Les autorités algériennes ont vivement protesté jeudi 26 mars 2026, en convoquant le chargé d’affaires de l’ambassade de France à Alger, marquant leur opposition à la prolongation de la détention provisoire d’un agent consulaire poursuivi dans une affaire liée à l’enlèvement présumé d’un influenceur.
Les autorités algériennes ont vivement protesté jeudi 26 mars 2026, en convoquant le chargé d’affaires de l’ambassade de France à Alger, marquant leur opposition à la prolongation de la détention provisoire d’un agent consulaire poursuivi dans une affaire liée à l’enlèvement présumé d’un influenceur.
Dans un communiqué, le ministère algérien des Affaires étrangères juge la décision difficilement justifiable et avertit qu’elle risque de perturber le cours des relations bilatérales.
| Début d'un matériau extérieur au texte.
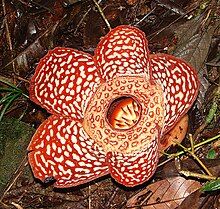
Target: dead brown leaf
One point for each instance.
(164, 194)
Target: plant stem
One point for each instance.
(195, 146)
(102, 14)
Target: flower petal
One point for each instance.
(180, 85)
(122, 51)
(135, 168)
(61, 150)
(64, 81)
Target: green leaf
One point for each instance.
(14, 139)
(211, 154)
(211, 186)
(7, 105)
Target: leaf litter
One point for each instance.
(189, 29)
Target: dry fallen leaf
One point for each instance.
(164, 194)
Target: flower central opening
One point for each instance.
(123, 113)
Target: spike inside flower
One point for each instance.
(124, 112)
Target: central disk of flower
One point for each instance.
(123, 113)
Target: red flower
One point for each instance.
(109, 110)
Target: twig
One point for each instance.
(196, 158)
(195, 146)
(84, 16)
(28, 48)
(8, 37)
(197, 175)
(102, 14)
(142, 19)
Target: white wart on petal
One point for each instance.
(180, 86)
(135, 168)
(61, 150)
(64, 81)
(123, 51)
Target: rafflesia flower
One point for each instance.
(109, 111)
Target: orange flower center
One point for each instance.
(123, 113)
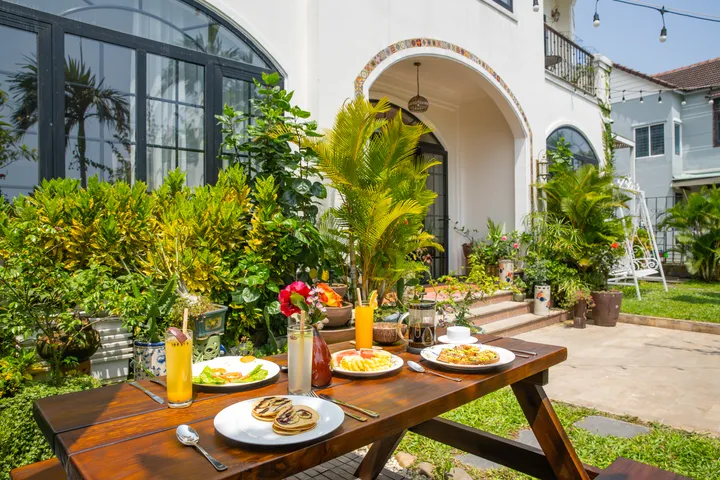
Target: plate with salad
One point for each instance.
(233, 373)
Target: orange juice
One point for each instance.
(363, 326)
(178, 357)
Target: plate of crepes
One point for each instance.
(365, 362)
(467, 357)
(279, 420)
(233, 373)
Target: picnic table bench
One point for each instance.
(117, 432)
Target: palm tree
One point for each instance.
(372, 164)
(85, 98)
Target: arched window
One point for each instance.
(579, 145)
(125, 89)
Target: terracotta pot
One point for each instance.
(607, 308)
(338, 316)
(322, 375)
(339, 288)
(580, 314)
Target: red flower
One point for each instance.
(284, 297)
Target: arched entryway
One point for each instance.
(437, 220)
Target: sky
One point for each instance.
(629, 35)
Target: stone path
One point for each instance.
(656, 374)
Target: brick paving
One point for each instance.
(341, 468)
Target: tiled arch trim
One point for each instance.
(385, 53)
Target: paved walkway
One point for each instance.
(656, 374)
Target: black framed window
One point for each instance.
(583, 152)
(130, 88)
(508, 4)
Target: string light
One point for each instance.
(596, 17)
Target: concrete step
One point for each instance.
(492, 312)
(525, 322)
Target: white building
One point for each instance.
(499, 82)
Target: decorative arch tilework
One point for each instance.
(433, 43)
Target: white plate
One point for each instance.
(237, 423)
(467, 341)
(431, 355)
(397, 364)
(233, 364)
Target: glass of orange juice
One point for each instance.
(363, 325)
(178, 358)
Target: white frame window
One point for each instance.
(650, 140)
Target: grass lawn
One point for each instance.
(690, 300)
(690, 454)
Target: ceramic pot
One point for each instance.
(580, 314)
(338, 316)
(607, 308)
(151, 356)
(339, 288)
(322, 374)
(507, 270)
(542, 300)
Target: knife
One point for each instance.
(148, 392)
(359, 409)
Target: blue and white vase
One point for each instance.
(149, 356)
(542, 299)
(507, 270)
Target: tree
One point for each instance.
(85, 98)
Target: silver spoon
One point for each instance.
(188, 436)
(418, 368)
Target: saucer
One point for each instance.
(468, 340)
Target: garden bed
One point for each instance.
(691, 300)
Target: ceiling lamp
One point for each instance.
(418, 104)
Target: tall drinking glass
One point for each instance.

L’Algérie dénonce également les conditions de détention de son ressortissant, indiquant qu’il n’a bénéficié de sa première visite consulaire que le 17 mars, plusieurs mois après son incarcération.
Cette nouvelle crispation survient pourtant après un début d’apaisement entre les deux pays. La visite à Alger à la mi-février du ministre français de l’Intérieur, Laurent Nuñez, avait relancé la coopération sécuritaire et migratoire. Dans la foulée, les chefs de la diplomatie Jean-Noël Barrot et Ahmed Attaf avaient repris le dialogue, affichant leur volonté de redynamiser les relations.
Mais l’affaire de cet agent consulaire, mis en examen en avril 2025 dans le dossier de l’enlèvement présumé de l’influenceur Amir DZ, continue d’assombrir les échanges franco-algériens. Elle s’inscrit dans un climat déjà dégradé depuis l’été 2024, lorsque la France avait soutenu un plan d’autonomie du Sahara sous souveraineté marocaine, une position rejetée par Alger.
Les conséquences avaient été immédiates avec l’expulsion réciproque d’une douzaine de diplomates et le rappel à Paris de l’ambassadeur Stéphane Romatet à la demande du président français Emmanuel Macron. Aujourd’hui, ce contentieux judiciaire et diplomatique continue de fragiliser les tentatives de rapprochement engagées ces derniers mois entre Alger et Paris.